Practical pathology - Aldred Scott Warthin

VII. SUMMARY OF METHODS OF PREPARATION OF CELLOIDIN SECTIONS.

1. Fixation of the tissues in alcohol, formol, etc.
2. Wash 24 hours, when necessary.
3. After-harden in 80 and 95 per cent alcohols for 1 to several days.
4. Complete dehydration in absolute alcohol for 24 hours.
5. Equal parts of pure ether and absolute alcohol, 24 hours.
6. Thin celloidin, 1-3 days.
7. Thick celloidin, 1-3 days.
8. Block. Harden block in 80 per cent alcohol.
9. Cut; keep sections in 80 per cent alcohol.
10. Stain; differentiate.
11. Wash thoroughly.
12. Dehydrate in 80 and 95 per cent alcohols.
13. Final dehydration and clearing in carbol-xylol.
14. Place on slide and blot with absorbent paper.
15. Mount in xylol-balsam or xylol-colophonium.

VIII. SUMMARY OF METHODS OF PREPARATION OF PARAFFIN SECTIONS.

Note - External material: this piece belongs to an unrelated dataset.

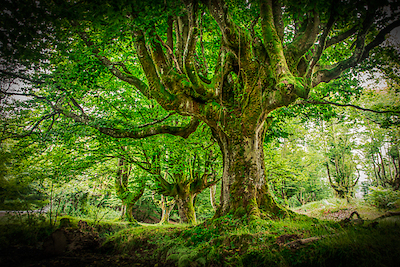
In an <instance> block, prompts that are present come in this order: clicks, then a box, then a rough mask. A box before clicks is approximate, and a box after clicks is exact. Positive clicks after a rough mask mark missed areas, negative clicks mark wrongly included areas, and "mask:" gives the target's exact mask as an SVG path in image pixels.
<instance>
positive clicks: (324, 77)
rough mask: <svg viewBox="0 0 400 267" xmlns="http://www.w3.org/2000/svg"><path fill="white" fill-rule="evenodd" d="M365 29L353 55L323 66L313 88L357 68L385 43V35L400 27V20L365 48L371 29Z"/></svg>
mask: <svg viewBox="0 0 400 267" xmlns="http://www.w3.org/2000/svg"><path fill="white" fill-rule="evenodd" d="M370 19H371V18H368V19H367V22H368V23H367V24H370V23H371V22H370ZM364 26H365V27H364V29H363V30H362V31H360V32H359V35H358V37H357V41H356V49H355V51H354V53H353V55H352V56H351V57H350V58H348V59H346V60H343V61H341V62H338V63H337V64H335V65H332V66H322V67H321V69H320V70H319V71H317V72H316V73H315V75H314V79H313V86H316V85H318V84H319V83H321V82H329V81H331V80H333V79H336V78H337V77H339V76H340V74H341V73H342V72H343V71H344V70H346V69H349V68H351V67H354V66H356V65H357V64H358V63H360V62H361V61H362V60H364V59H366V58H367V57H368V56H369V52H370V51H371V50H372V49H373V48H375V47H376V46H378V45H380V44H381V43H382V42H383V41H385V35H386V34H387V33H389V32H390V31H391V30H393V29H394V28H396V27H399V26H400V20H397V21H394V22H392V23H391V24H389V25H388V26H387V27H385V28H384V29H383V30H381V31H380V32H379V33H378V35H377V36H376V37H375V39H374V40H373V41H372V42H370V43H369V44H368V45H367V46H365V47H364V44H363V42H364V39H365V35H366V29H365V28H366V27H369V25H364Z"/></svg>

1. Fixation of the tissue in alcohol, formol, etc.
2. Wash 24 hours, when necessary.
3. After-harden in 80 and 95 per cent alcohol for 1 to several days.
4. Complete the dehydration in absolute alcohol for 24 hours.
5. Aniline-oil until tissue becomes transparent.
6. 1st. Xylol, ½ hour, to remove aniline oil.
7. 2nd. Xylol, 1-2 hours, until translucent.
8. 1st. Paraffin (52°C.), ½ hour in oven, to remove xylol.
9. 2nd. Paraffin (52°C.), 1-12 hours in oven, until infiltrated.
10. Imbed and block; cool quickly.
11. Cut sections; mount on slides or covers.
12. Remove paraffin in xylol.
13. Remove xylol in absolute alcohol.
14. 80 per cent alcohol, for a few minutes.
15. Stain; differentiate; wash.
16. Dehydrate in 80 and 95 per cent alcohols.
17. Clear in carbol-xylol.
18. Mount in Canada-balsam or colophonium.

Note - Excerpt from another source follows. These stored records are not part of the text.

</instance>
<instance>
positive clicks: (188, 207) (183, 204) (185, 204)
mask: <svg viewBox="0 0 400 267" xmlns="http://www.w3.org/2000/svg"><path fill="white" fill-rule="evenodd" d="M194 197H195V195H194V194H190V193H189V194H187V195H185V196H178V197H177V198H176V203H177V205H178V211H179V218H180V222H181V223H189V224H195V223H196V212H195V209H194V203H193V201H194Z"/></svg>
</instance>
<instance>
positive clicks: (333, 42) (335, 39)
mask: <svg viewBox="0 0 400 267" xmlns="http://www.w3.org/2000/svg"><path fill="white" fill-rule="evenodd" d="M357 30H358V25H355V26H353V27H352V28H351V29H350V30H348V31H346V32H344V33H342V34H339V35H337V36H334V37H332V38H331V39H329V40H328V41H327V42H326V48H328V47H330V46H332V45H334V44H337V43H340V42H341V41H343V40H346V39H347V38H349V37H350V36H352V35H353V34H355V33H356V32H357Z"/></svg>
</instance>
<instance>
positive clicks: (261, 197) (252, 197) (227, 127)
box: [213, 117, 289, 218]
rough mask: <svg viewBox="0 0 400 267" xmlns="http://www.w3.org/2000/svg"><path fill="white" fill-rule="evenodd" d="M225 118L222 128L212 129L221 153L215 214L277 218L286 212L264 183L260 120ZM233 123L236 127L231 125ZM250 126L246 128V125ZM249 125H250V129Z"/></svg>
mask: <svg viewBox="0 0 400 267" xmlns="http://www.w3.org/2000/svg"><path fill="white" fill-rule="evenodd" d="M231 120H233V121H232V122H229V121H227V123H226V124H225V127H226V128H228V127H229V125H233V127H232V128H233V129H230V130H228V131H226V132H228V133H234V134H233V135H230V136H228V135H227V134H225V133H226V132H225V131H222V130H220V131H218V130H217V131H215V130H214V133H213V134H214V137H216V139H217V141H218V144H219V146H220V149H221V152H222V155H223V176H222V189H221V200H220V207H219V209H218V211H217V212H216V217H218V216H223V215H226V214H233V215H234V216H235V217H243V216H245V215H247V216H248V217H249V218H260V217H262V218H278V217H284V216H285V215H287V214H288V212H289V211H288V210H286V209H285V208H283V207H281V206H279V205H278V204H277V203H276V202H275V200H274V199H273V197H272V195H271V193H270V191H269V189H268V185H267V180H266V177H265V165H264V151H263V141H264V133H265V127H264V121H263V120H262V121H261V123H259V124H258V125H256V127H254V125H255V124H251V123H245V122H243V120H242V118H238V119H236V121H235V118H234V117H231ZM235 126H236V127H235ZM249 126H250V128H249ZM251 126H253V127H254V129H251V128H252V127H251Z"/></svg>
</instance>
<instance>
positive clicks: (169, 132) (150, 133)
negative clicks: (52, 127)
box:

IX. ARTEFACTS IN MOUNTED SECTIONS.

A mounted section, after passing through the various stages indicated above, must of necessity present some appearances that are the result of the technical methods employed. The number and degree of such artefacts will depend upon the character of the methods employed and the care exercised in their performance. The trained observer ignores the presence of artefacts as having nothing at all to do with the significance of the section itself; but to the beginner in microscopic work they often appear to be the most important thing in the preparation, and are given a pathologic interpretation. How frequently do we see students, undergraduates and postgraduates, take up a section and pick out a fold, wrinkle, tear, staining-defect, precipitate, dirt, etc., as pathologic features! It is necessary, therefore, for the student to acquaint himself with the nature of artefacts so that he may ignore them and not give them an incorrect interpretation. The most important artefacts are as follows:—

1. Artefacts due to fixation (mercuric, chromic, osmic, etc., precipitates; alterations in blood-pigment due to formol; loosening of cells from basement membrane due to contraction [kidney tubules, etc.: loosened endothelium in blood-vessels, particularly confusing to students]; destruction of red blood cells, as in alcohol fixation; poor staining due to over-fixation).

2. Artefacts due to hardening (contraction, desquamation of cells, etc.).

3. Artefacts due to imbedding and cutting (tears, holes, ragged edges, irregular thickness, knife-streaks, compression of soft structures, dislocation and tearing-out of firm tissues or material, wrinkles, folds, etc.).

4. Artefacts due to poor staining (uneven, spotted or streaked staining, overstaining, understaining, poor differentiation, precipitates, insufficient washing, fading, poor contrasts, defective staining due to presence of paraffin, dextrin, etc., in section).